A monster distribution chain CEO asked for ideas to include in a regression analysis. They had hired a consulting firm for $500,000 to co-identify 96 financial factors to correlate with branch return on assets. Thinking of some of the prioritized factors in my kinetic chain model, I asked whether they had:

  • One number to score the quality and years-in-place of the branch managers (management)?

  • One number for share of the No.1 target customer segment (strategy)?

  • The number of credits per thousand line items processed (systems)? 

  • The number for gross profit dollars per full-time-equivalent employee (people)?

For confused faces, I explained my kinetic chain model. All agreed with my general assumptions, but the project manager complained that this seemed like a lot of extra, confusing work for imprecise guesstimates.  

I suggested that:  

  • Invented, approximate scores were better than pretending that all branch managers and customer segment shares were the same.

  • Theories worth validating and creating valuable insights take some novel work. 

  • Potentially, none of the 96 metrics were as important as the one question of who was running the branch.

  • We do a 30-minute brainstorming session on how to create and get these new numbers.

We did the session. Good-enough solutions emerged. The team was on the hook. We found that the 96 factors had no helpful correlations, but the metrics for management, systems and people all had strong correlations. Additionally, the strategy metric had a weaker correlation, but stomped the easily-gathered 96 factors.  

To turn around a weak branch you must insert a zealot to weed out the coasters and hire a few people with a good work ethic. In addition, you must boost service excellence, energy and standards while pursuing a zero errors approach. With fewer errors you will gain lower credits/thousand lines processed, boost your gross profit per full-time employee and improve service reliability for all customers.  

Further, you should visit your top 20-plus customers to find ways to focus on competitors’ weaknesses or oversights and to uncover the branch’s accidental, hidden and historic service strengths. But, winning a bigger share of big accounts does not guarantee they will have a profitable average order size. To consolidate unnecessary, unprofitable small orders, you need a cost-to-serve toolkit plus education.

 

The world of metrics

There are limits to financial analysis, which measures what’s easy to see and count in the past. The “numbers” all are symptomatic outcomes of your controllable input decisions. Using financial reports to be cost-, asset- and cash-flow-efficient is smart, but to uncover financial blind spots use your own invented models and metrics. How do you measure intangibles such as effective strategy, management and systems? 

  • Pick a theory for how to measure the causes of your most net-profitable business. Hint: Customers with the greatest volume of highest average gross profit dollars per invoice.

  • Create a cost-to-serve model to zero in on these accounts.

  • Visit them to get insights for experiments to better retain and partner with them.

  • Invent metric(s) for tracking your experiments.   

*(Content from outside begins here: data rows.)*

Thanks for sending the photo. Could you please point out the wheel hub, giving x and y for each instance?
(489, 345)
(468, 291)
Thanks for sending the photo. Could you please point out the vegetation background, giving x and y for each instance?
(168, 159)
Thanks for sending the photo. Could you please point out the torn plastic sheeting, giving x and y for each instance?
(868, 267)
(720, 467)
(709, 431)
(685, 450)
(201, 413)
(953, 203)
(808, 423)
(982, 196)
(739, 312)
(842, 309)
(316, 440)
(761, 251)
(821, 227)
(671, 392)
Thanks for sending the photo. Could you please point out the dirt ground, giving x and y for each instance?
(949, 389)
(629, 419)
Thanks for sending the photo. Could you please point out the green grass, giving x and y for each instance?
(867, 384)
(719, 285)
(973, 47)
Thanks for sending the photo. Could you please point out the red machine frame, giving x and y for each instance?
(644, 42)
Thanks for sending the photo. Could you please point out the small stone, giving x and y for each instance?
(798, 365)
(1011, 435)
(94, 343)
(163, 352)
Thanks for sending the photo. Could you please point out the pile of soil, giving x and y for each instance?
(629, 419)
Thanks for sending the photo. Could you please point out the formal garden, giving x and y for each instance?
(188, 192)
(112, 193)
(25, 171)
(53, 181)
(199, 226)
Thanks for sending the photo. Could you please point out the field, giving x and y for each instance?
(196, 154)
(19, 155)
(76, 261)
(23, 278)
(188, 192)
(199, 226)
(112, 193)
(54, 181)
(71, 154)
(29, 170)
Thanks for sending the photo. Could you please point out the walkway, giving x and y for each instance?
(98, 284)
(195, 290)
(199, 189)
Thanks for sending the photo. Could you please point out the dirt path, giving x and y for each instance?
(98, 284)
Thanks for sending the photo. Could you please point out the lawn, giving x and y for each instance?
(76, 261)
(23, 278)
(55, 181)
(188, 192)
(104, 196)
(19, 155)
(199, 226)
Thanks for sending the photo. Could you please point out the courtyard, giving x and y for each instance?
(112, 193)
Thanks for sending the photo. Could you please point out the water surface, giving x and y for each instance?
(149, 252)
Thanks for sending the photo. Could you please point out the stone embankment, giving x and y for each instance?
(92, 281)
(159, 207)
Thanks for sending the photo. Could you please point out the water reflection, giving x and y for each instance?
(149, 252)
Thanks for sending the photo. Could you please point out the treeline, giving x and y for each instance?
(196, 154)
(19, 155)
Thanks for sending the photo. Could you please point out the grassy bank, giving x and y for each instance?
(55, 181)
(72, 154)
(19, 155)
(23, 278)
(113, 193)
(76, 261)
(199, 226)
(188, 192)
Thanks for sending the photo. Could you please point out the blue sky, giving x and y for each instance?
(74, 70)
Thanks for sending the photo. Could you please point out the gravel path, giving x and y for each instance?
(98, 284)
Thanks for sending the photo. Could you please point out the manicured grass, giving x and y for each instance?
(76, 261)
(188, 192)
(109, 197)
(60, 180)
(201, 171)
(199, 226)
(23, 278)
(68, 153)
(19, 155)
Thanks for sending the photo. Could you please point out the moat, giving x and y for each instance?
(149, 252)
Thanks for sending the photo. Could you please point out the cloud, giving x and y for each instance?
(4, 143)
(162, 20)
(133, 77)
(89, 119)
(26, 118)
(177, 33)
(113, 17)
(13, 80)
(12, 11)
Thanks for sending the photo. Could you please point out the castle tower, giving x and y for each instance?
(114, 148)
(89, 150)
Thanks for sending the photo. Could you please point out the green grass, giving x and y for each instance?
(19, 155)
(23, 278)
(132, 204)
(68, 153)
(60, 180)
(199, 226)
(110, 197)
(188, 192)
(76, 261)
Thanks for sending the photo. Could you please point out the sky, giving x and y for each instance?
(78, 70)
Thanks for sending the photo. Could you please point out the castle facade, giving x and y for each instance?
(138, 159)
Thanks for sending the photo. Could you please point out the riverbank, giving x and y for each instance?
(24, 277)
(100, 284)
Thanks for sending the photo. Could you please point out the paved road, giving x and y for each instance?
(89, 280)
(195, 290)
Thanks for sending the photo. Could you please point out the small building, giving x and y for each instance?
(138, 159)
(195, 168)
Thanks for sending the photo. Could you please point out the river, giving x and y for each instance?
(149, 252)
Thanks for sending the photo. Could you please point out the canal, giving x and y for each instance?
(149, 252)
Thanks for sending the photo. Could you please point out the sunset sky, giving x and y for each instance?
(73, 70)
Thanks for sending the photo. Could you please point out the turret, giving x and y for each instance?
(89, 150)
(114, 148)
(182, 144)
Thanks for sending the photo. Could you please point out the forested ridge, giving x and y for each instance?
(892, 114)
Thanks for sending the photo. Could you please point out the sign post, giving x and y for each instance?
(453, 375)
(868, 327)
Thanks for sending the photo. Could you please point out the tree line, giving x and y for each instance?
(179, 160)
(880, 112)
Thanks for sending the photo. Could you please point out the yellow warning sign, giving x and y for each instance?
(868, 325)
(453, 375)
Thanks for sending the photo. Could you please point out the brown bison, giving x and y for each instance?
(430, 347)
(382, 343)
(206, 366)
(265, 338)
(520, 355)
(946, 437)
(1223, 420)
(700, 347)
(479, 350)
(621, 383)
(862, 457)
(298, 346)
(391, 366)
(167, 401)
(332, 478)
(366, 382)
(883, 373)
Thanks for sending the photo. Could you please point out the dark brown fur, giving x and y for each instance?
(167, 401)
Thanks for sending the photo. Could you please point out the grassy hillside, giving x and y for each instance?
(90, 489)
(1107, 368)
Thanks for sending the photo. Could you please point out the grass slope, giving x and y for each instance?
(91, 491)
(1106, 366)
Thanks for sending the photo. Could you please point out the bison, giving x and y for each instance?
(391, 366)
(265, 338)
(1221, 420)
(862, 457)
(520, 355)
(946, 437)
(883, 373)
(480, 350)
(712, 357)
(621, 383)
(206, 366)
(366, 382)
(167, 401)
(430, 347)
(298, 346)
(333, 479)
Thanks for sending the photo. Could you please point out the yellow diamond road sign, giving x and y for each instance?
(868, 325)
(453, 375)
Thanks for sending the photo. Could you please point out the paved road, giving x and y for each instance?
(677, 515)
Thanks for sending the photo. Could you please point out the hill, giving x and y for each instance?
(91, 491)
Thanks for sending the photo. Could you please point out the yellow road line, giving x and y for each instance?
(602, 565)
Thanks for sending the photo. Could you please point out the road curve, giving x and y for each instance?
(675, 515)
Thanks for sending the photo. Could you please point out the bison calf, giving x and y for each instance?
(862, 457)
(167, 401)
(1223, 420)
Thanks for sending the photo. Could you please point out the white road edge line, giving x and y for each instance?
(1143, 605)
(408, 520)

  • Perfect models, fail-safe experiments and tracking metrics can’t be achieved in a dynamic world with inconsistently executing branches. Instead, develop good-enough models, metrics and tracking reports. These will provide better focus and guidance for your theory and help you make consistently better incremental decisions that will statistically increase your odds for better financial outcomes. You also will learn by failing from these small-bet actions.

  • After nailing new value offerings, scale them. Crack more “best” accounts. Expand the moat.

  • Let product promotions that competitors put forward be secondary to service value innovation for your key accounts.

As a by-product of service innovation, you will grow sales, profits and rebates faster.